In einem am 02. Januar 1992 bei der Beklagten eingegangenen Fragebogen gab der Kläger auf die Frage, ob er in der Vergangenheit zeitweise als Offizier im besonderen Einsatz des ehemaligen Ministeriums für Staatssicherheit (MfS) der DDR tätig gewesen sei oder ob er in einem Dienst- oder Arbeitsverhältnis zu diesem Ministerium gestanden habe, an: „Ja, und zwar von 1977 bis 1990”. Nach Anhörung des Klägers (Schreiben vom 29. Januar 1992) stellte die Beklagte daraufhin mit Bescheid vom 27. Februar 1992, wie es darin heißt, die befristete erweiterte Versorgung mit Wirkung ab 01. Dezember 1991 ein, hob den Rentenbescheid Nr. … ab 01. Dezember 1991 ausdrücklich auf und forderte die für die Monate Dezember 1991 bis März 1992 gezahlten Beträge in Höhe von insgesamt 4936,00 DM zurück. Dabei wurde zur Begründung auf § 13 Abs. 1 Nr. 4 des Anspruchs- und Anwartschaftsüberführungsgesetzes (AAÜG) in der Fassung des Gesetzes vom 18. Dezember 1991 (BGBl I S. 2207) sowie – hinsichtlich der Rückforderung – auf §§ 48, 50 Sozialgesetzbuch, 10. Buch (SGB X) verwiesen. Den dagegen eingelegten Widerspruch wies die Beklagte mit Widerspruchsbescheid vom 5. Mai 1992, zugestellt 19. Mai 1992, zurück: Die Voraussetzungen für eine Einstellung der Versorgungsleistung seien wegen der hauptberuflichen Tätigkeit für das MfS wahrend des Dienstverhältnisses zur Zollverwaltung gegeben. Auch die Rückforderung des überzahlten Betrages sei rechtmäßig, weil der Kläger vom Zeitpunkt des Gesetzesbeschlusses des Deutschen Bundestages zum Gesetz vom 18. Dezember 1991 (07.11.1991) an Kenntnis im Sinne des § 48 Abs. 1 Nr. 4 davon gehabt habe, daß ihm die Versorgungsleistungen ab 01. Dezember 1991 nicht mehr zustanden. In der Rechtsbehelfsbelehrung hieß es, daß hiergegen Klage beim Kreisgericht Potsdam/Stadt erhoben werden könne.
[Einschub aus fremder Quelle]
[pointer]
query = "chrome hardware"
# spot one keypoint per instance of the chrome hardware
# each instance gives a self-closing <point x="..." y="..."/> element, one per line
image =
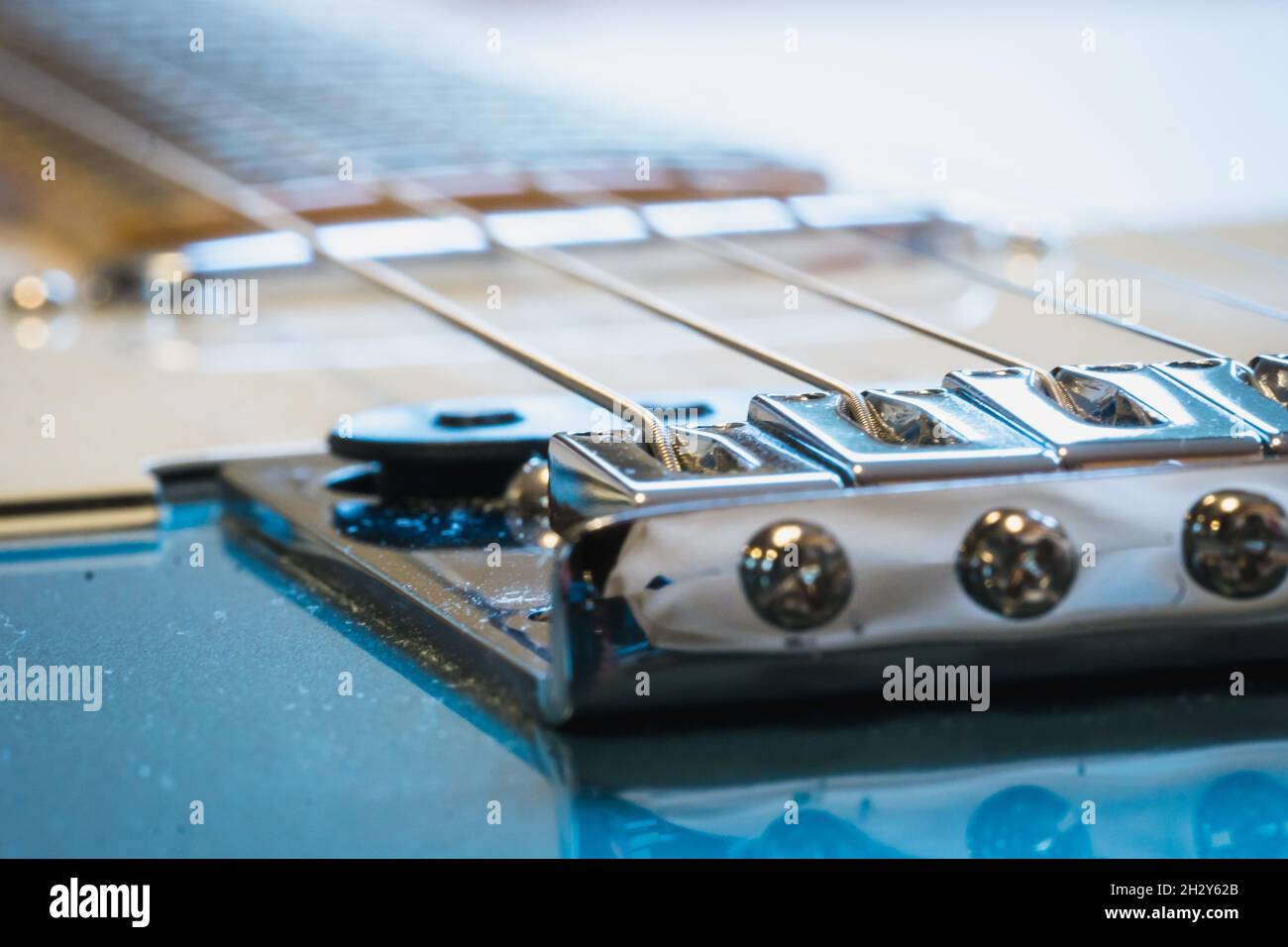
<point x="795" y="575"/>
<point x="527" y="501"/>
<point x="1233" y="388"/>
<point x="1235" y="544"/>
<point x="931" y="434"/>
<point x="1271" y="375"/>
<point x="601" y="474"/>
<point x="1018" y="564"/>
<point x="1122" y="414"/>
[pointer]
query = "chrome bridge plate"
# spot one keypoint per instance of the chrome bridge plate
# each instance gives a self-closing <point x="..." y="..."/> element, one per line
<point x="649" y="611"/>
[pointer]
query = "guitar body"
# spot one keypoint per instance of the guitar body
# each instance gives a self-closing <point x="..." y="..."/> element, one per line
<point x="339" y="575"/>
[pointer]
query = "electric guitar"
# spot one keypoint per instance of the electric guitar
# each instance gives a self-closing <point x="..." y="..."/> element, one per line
<point x="610" y="444"/>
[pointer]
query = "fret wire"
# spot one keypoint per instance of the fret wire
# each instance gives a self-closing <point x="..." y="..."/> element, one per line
<point x="578" y="268"/>
<point x="88" y="119"/>
<point x="1028" y="292"/>
<point x="745" y="257"/>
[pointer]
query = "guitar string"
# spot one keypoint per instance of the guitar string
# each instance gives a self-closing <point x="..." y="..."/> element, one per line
<point x="737" y="253"/>
<point x="1001" y="282"/>
<point x="583" y="193"/>
<point x="88" y="119"/>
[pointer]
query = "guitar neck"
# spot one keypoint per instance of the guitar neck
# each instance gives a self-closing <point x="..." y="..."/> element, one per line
<point x="323" y="125"/>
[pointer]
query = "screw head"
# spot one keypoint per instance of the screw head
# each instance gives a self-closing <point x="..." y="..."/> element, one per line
<point x="795" y="575"/>
<point x="1018" y="564"/>
<point x="1235" y="544"/>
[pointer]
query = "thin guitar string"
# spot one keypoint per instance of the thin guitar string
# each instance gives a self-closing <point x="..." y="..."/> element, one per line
<point x="88" y="119"/>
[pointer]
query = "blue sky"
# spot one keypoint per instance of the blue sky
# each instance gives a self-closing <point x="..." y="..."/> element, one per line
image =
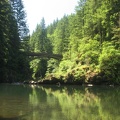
<point x="49" y="9"/>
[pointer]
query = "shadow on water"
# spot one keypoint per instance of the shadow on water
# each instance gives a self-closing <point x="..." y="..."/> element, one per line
<point x="59" y="103"/>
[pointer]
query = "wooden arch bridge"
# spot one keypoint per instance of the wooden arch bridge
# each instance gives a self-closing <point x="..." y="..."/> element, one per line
<point x="45" y="55"/>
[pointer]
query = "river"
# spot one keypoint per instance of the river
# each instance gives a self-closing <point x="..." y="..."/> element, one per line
<point x="29" y="102"/>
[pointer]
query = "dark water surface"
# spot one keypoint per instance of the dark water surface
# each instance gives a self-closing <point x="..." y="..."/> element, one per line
<point x="23" y="102"/>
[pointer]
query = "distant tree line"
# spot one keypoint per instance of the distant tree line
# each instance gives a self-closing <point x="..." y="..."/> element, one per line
<point x="89" y="41"/>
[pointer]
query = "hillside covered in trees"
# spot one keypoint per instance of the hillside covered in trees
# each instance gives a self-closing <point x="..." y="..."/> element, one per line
<point x="88" y="40"/>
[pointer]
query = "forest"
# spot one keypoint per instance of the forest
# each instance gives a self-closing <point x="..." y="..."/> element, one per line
<point x="88" y="41"/>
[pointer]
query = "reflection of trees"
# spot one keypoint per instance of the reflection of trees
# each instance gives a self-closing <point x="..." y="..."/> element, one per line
<point x="63" y="103"/>
<point x="88" y="103"/>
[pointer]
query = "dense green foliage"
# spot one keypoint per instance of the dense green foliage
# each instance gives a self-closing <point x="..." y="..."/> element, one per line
<point x="12" y="60"/>
<point x="89" y="41"/>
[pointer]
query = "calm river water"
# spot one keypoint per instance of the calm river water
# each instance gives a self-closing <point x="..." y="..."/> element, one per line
<point x="23" y="102"/>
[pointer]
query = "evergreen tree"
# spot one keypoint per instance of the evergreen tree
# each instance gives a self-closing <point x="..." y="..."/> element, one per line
<point x="19" y="14"/>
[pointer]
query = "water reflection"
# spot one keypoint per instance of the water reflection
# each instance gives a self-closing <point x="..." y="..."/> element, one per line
<point x="56" y="103"/>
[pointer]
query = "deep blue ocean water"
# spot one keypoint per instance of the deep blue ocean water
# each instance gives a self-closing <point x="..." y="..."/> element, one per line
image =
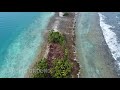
<point x="110" y="24"/>
<point x="20" y="36"/>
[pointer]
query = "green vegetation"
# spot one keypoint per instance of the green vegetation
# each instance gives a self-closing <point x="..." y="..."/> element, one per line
<point x="56" y="37"/>
<point x="61" y="69"/>
<point x="65" y="14"/>
<point x="66" y="54"/>
<point x="41" y="69"/>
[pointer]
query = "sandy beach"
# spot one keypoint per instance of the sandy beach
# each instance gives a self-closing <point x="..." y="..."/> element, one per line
<point x="65" y="26"/>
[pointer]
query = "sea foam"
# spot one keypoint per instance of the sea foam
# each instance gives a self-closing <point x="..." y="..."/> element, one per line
<point x="111" y="39"/>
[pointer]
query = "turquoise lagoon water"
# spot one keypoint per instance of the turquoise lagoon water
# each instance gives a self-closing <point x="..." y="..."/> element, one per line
<point x="20" y="36"/>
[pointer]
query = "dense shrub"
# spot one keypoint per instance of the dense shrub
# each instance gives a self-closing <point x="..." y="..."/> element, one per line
<point x="65" y="14"/>
<point x="41" y="69"/>
<point x="56" y="37"/>
<point x="61" y="69"/>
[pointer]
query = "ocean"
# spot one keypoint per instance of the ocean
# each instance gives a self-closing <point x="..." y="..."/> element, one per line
<point x="21" y="33"/>
<point x="97" y="44"/>
<point x="110" y="24"/>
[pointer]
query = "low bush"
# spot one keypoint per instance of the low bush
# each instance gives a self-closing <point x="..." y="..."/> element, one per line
<point x="61" y="69"/>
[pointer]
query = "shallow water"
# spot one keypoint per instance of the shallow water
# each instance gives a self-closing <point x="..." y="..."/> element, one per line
<point x="20" y="36"/>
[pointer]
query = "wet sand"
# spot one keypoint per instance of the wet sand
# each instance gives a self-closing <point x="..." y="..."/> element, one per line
<point x="94" y="55"/>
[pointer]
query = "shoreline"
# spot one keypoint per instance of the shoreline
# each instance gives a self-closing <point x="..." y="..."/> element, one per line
<point x="56" y="22"/>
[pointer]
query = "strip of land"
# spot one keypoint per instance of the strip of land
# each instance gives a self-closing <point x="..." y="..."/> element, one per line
<point x="65" y="25"/>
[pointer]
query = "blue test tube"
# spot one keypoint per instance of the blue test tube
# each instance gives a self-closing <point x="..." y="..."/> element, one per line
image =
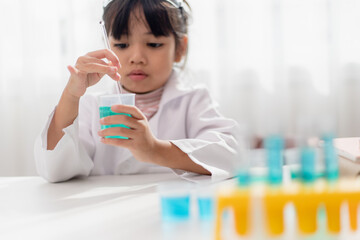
<point x="307" y="160"/>
<point x="274" y="146"/>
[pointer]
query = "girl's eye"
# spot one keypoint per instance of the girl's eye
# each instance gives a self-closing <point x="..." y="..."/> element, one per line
<point x="121" y="45"/>
<point x="155" y="45"/>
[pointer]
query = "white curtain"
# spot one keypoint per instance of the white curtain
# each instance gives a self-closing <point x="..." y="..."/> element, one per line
<point x="284" y="66"/>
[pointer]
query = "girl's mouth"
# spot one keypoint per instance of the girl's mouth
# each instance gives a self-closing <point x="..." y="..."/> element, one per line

In seiner Klage vom 12. Juni 1992 hat der Kläger sich zunächst sowohl gegen die Einstellung seiner Versorgungsleistungen, als auch gegen die Rückforderung gewandt. Er hat dazu geltend gemacht, daß er bis zur Gewahrung der befristeten erweiterten Versorgung Angehöriger der Zollverwaltung gewesen und demzufolge auch in die entsprechende Versorgungsordnung einbezogen worden sei. Ein Rechtsverhältnis zum Versorgungssystem des MfS habe allenfalls subsidiär bestanden, ein sich daraus ergebender Anspruch sei ihm nie zuteil geworden, er strebe dies auch nicht an.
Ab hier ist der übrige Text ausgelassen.